A seleção da Bélgica está utilizando uma preparação especial para lidar com um dos grandes desafios da Copa do Mundo de 2026: o calor intenso. Às vésperas da estreia contra o Egito, o meio-campista suíço-belga Switzel revelou que os jogadores têm passado mais de 20 minutos em sessões de sauna após os treinamentos. O objetivo é adaptar o organismo às altas temperaturas previstas durante o torneio.
Preocupação com o clima
A preocupação não é infundada. A partida entre Bélgica e Egito será disputada em Seattle, no Lumen Field, ao meio-dia no horário local. O Serviço Nacional de Meteorologia dos Estados Unidos prevê que este será o dia mais quente do ano na cidade. A sensação térmica no momento do jogo pode chegar a 33°C.
O tema tem sido uma preocupação recorrente entre as seleções que disputam o Mundial nos Estados Unidos, Canadá e México. Diferentemente da Copa do Catar, realizada entre novembro e dezembro para fugir do calor intenso do Oriente Médio, a edição de 2026 acontece durante o verão no Hemisfério Norte. Nesse período, diversas cidades-sede registram temperaturas elevadas.
Desafio extra
Além do desafio técnico dentro de campo, as equipes também precisam lidar com fatores climáticos que podem influenciar diretamente no rendimento dos atletas, especialmente em partidas disputadas durante o dia.

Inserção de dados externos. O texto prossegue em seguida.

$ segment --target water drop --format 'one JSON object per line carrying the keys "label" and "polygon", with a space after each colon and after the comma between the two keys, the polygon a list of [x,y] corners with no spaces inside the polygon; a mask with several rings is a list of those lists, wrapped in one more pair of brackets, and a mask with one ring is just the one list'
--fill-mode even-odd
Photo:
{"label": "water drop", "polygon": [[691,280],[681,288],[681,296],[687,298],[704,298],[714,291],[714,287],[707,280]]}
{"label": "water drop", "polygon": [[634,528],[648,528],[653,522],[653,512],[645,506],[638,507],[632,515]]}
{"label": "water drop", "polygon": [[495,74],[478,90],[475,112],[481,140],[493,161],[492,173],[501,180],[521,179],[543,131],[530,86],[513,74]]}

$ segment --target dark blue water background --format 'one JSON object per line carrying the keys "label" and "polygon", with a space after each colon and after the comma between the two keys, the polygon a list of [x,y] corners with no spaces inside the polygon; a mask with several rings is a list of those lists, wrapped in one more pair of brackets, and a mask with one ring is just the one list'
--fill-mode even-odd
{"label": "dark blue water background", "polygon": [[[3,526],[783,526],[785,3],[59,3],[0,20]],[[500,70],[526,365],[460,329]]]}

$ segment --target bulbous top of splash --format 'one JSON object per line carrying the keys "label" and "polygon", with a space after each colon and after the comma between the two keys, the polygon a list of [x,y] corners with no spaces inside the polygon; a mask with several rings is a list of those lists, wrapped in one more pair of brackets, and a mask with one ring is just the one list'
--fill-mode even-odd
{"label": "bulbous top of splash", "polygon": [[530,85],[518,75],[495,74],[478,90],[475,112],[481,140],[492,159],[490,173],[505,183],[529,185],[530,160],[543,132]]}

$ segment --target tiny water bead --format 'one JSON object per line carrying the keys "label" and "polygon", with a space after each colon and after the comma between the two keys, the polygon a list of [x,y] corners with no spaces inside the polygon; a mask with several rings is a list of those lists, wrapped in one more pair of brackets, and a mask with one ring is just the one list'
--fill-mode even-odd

A Bélgica estreia nesta segunda-feira (15) contra o Egito, pela primeira rodada do Grupo G da Copa do Mundo de 2026. O jogo está marcado para as 16h (horário de Brasília).
A estratégia belga de usar a sauna após os treinos é uma tentativa de aclimatar os jogadores ao calor, simulando as condições que enfrentarão em campo. A medida, embora inusitada, reflete a seriedade com que as seleções estão encarando os desafios climáticos desta Copa.